The 2014 IPCC Fifth Assessment Report: impacts, adaptation and vulnerability
Co-presented with the Sydney Environment Institute and the Australian Centre for Climate and Environmental Law
1 April 2014
The second component of theFifth Assessment Report of the Intergovernmental Panel on Climate Change (IPCC) is set to be one of the most significant climate change publications for 2014. Covering impacts, adaptation and vulnerability, this report holds particular significance as it includes an Australian focused chapter. The Sydney Environment Institute (SEI) and the Australian Centre for Climate and Environmental Law (ACCEL) have collaborated to present a landmark Sydney Ideas event that brings together the nation's leading experts to discuss the implications of this publication.
Professor Lesley Hughes of Australia’s newly formed Climate Council is a lead author for the UN’s IPCC Fourth and Fifth Assessment Reports. She is an ecologist in the Department of Biological Sciences at Macquarie University and an expert on the impact of climate change on species and ecosystems. Lesley will bring unique insights to the panel discussion, due to her close involvement with the writing of the report.
John Connor is the CEO of the Climate Institute, an independent research organisation that highlights the impacts of climate change. The Climate Institute has examined impacts and vulnerability in terms of community wellbeing and health as well as the risks to interdependent infrastructure. It has called for greater assessment of the risks of 2 and 4 degree warming scenarios.
Associate Professor Dale Dominey-Howes School of Geosciences, the University of Sydney, is a global leader in natural hazards and disaster reduction. His research focuses on enhancing community resilience, reducing losses from natural disasters and developing appropriate disaster risk reduction strategies. Dale will address the report’s focus on adaptation and vulnerability.

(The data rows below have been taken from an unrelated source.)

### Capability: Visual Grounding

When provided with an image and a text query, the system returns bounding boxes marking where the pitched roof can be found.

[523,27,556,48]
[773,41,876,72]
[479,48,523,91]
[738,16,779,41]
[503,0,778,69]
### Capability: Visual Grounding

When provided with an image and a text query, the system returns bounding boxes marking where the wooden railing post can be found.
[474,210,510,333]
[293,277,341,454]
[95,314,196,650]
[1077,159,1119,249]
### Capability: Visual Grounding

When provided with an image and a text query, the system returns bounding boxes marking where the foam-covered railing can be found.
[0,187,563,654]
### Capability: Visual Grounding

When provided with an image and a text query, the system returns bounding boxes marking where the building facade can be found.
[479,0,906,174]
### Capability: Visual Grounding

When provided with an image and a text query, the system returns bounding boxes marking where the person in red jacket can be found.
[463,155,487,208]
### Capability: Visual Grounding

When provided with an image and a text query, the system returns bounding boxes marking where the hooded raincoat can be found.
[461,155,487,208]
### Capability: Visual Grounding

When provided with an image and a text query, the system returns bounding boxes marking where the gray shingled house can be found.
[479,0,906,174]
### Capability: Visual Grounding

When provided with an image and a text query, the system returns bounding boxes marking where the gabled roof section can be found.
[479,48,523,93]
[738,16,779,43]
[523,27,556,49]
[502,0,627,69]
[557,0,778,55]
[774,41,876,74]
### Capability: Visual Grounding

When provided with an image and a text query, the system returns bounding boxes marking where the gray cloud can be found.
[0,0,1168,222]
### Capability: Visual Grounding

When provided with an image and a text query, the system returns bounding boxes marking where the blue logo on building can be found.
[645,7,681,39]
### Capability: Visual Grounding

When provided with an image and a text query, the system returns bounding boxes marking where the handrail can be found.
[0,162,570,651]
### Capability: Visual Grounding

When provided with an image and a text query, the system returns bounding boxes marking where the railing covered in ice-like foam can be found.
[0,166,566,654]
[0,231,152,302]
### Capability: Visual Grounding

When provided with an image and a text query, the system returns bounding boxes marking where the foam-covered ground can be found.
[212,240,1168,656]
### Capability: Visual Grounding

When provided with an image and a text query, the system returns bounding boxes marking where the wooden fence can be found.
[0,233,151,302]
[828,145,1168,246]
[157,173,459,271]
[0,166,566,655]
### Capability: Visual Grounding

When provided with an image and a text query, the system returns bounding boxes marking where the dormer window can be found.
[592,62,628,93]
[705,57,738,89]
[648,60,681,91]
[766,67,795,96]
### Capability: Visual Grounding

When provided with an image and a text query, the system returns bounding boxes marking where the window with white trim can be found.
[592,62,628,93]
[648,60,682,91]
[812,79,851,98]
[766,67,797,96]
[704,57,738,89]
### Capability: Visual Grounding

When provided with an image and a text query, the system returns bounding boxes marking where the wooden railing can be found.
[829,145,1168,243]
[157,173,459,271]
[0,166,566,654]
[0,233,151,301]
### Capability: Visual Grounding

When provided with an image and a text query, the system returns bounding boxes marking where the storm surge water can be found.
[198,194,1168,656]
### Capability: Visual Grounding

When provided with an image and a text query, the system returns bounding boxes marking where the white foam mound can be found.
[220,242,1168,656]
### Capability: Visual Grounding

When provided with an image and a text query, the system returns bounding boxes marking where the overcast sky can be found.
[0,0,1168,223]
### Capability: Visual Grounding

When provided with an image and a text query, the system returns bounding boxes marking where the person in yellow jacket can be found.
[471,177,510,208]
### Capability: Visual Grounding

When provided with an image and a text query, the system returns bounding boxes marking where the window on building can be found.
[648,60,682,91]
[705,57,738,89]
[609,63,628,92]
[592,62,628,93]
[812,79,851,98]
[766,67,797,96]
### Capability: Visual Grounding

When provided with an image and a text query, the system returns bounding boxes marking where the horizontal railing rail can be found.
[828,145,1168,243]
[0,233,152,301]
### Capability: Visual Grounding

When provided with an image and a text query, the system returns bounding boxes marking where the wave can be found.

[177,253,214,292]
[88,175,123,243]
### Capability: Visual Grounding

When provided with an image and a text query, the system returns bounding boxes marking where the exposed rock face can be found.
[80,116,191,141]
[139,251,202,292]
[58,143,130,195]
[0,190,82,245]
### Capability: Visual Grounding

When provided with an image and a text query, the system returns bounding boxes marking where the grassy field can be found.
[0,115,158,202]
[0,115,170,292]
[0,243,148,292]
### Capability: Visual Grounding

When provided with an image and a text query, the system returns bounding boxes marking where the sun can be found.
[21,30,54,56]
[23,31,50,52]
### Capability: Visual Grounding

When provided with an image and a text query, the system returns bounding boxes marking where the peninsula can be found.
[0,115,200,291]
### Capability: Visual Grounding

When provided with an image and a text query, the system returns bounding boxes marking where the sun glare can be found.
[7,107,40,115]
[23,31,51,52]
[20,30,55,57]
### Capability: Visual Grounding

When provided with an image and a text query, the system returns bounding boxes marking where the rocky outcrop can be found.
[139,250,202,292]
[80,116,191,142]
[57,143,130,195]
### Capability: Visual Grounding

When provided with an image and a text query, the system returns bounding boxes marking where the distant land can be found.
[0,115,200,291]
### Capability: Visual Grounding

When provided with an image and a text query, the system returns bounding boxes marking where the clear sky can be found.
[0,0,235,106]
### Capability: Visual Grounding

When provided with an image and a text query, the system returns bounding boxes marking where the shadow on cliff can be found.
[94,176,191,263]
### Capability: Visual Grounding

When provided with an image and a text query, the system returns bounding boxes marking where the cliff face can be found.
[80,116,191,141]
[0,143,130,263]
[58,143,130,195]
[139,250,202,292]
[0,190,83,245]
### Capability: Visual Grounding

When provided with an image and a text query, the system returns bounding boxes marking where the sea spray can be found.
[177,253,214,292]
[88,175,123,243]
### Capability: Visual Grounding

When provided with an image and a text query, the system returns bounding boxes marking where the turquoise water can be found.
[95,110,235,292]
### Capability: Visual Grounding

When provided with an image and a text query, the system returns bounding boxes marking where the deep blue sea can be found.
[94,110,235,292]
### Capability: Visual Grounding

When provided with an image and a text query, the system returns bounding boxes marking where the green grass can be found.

Professor Rosemary Lyster is an expert in Climate and Environmental Law and the Director of the ACCEL at the University of Sydney. Her prowess in Australian and international climate law allows her to bring a vital legal perspective, applicable to both the domestic and international arena, when it comes to considering the potential legislative implications of the IPPC’s findings.
Professor David Schlosberg (Chair) is a Professor in Environmental Politics at the University of Sydney and the co-director of the newly established Sydney Environment Institute. He is known internationally for his work in environmental politics, environmental movements, and political theory and will chair our panel of experts.